Lead co-principal investigator Peter White commented:
“This is good news and shows that recovery from this debilitating condition is possible for some patients. We now need to go further to understand why only a relatively small proportion of patients recover, which shows how much this condition varies between individuals; one treatment is unlikely to work for everyone.
“Some people may question the use of the term ‘recovery’, and how to define when a patient is ‘recovered’ was a key issue we faced. We focused on recovery from the current episode of the illness and used several measures of both symptoms and disability to give us the most complete picture possible. Further analysis is needed to see if recovery is sustained in the long-term.”
The other co-author of the paper, Professor Michael Sharpe, continues: “The rehabilitative treatments of CBT and GET for CFS have been controversial.
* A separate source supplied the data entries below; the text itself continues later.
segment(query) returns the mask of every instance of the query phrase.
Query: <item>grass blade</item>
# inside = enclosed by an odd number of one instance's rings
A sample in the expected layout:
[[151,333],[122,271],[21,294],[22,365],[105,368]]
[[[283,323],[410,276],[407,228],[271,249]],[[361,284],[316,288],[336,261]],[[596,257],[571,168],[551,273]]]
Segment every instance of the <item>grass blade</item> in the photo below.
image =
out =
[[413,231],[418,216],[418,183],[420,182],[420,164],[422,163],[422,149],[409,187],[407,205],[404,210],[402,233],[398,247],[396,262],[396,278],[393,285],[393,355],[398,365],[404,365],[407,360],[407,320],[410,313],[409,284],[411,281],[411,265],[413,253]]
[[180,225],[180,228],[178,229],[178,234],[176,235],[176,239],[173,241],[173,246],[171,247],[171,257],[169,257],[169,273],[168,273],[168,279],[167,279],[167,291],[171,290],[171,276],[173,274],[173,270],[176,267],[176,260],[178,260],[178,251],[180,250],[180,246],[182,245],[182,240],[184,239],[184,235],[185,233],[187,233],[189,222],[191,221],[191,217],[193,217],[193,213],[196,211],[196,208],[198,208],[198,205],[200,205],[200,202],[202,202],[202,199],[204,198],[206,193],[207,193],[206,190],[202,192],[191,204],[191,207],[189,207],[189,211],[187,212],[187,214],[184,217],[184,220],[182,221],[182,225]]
This analysis of the current trial data shows that not only do they achieve improvements in the majority, but that they can also lead to recovery in a substantial minority.”
Experts are enthused with the finding that people can recover from chronic fatigue syndrome. “Healthcare professionals can now be more confident in sharing this possibility with patients, many of whom are understandably concerned about their future.”
Source: Queen Mary, University of London

http://psychcentral.com/news/2013/02/01/recovery-from-chronic-fatigue-syndrome-possible/51060.html

This bit from Queen Mary is good too:

Patients were classed as recovered if they no longer met several criteria for ill health which were initially used to define eligibility for the trial. These included not suffering from significant fatigue or physical disability, and no longer meeting diagnostic criteria for CFS.

If that is their definition of 'significant fatigue or physical difficulty', then we can say quite confidently that CBT and GET do not lead to significant reductions in fatigue or disability.